With over 400 boats registered, the once-tiny community event had reached well beyond its means. Competitors from throughout Ontario, plus the US and Manitoba were in attendance. It was costing an estimated $120,000 a year just to police the event. And while local businesses did profit from the influx of spectators and competitors alike, the headache such chaos caused didn’t really seem worth it.
“I was the guy that actually had to make the decision to stop it,” says Ian Irvine. “I was the president of the Rotary Club. It was a hell of a job. The crowd control was almost impossible. The neighbourhoods were very upset at the destruction and the drunkenness. I was the one that had to make the public announcement. But the club itself, it was 100 percent behind quitting. We decided that the safety factors and the behaviour factors, well, we didn’t need that kind of publicity.”
The final nail in the coffin for the Rat Race story came on April 25, 1982. The evening before, a wake was held for the Rat Race at the Beaver Valley Arena. A few die-hard Rat Racers couldn’t let it go at that, and a dozen boats lined up in Heathcote on the Sunday. The police warned participants not to go and with no sponsors for the event to clean up the logjams, the river was a dangerous place for those who didn’t know it. While trying to free his plywood boat from one of these logjams, 26-year-old Bruce Lokash of Toronto, slipped in the water and drowned.
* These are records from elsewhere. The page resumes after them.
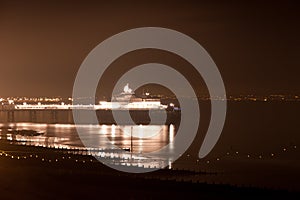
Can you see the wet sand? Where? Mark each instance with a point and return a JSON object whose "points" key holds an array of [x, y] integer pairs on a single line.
{"points": [[83, 177]]}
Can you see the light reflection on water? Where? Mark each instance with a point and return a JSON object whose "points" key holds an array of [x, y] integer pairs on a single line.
{"points": [[139, 139]]}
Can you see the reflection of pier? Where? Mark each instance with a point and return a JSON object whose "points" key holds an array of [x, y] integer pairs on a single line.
{"points": [[63, 114]]}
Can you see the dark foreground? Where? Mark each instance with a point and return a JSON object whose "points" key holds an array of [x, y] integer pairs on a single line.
{"points": [[49, 174]]}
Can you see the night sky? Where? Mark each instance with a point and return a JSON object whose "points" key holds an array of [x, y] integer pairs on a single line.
{"points": [[42, 44]]}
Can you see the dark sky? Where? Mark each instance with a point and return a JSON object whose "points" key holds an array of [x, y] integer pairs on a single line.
{"points": [[42, 44]]}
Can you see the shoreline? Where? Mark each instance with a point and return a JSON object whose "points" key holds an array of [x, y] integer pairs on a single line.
{"points": [[34, 175]]}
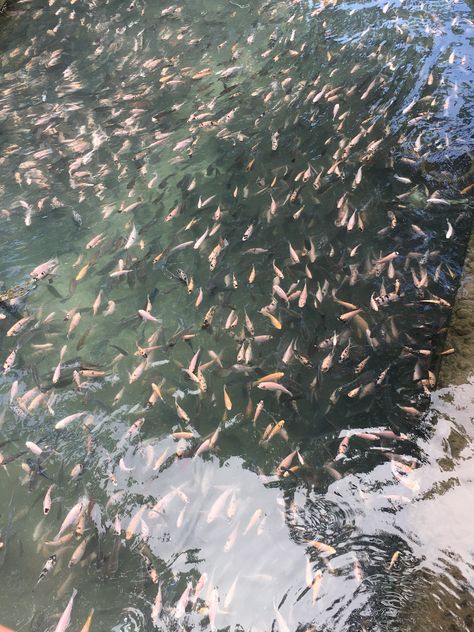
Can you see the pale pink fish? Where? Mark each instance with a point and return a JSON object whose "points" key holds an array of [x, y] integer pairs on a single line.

These days, boats aren’t shaped in basements throughout winter. The Rotary doesn’t spend a week after the event cleaning up the remnants of the race. And villages like Heathcote and Clarksburg rarely get any Toronto press. The Rat Race was simply an expression of the times. It couldn’t have happened during any other era.
But the river never stops. She still overflows each spring. She’s still creating new logjams every year and her dangerous curves are continually changing. And her power is still mesmerizing.
It’s still possible to paddle from Heathcote to Clarksburg in the spring. And people continue to do so. There are no parade-type boats, no crowds egging on acts of drunken bravery and no traffic jams. Those that respect the power of the river and act responsibly still successfully navigate the river safely. And they know it’s one of the greatest whitewater experiences in the area.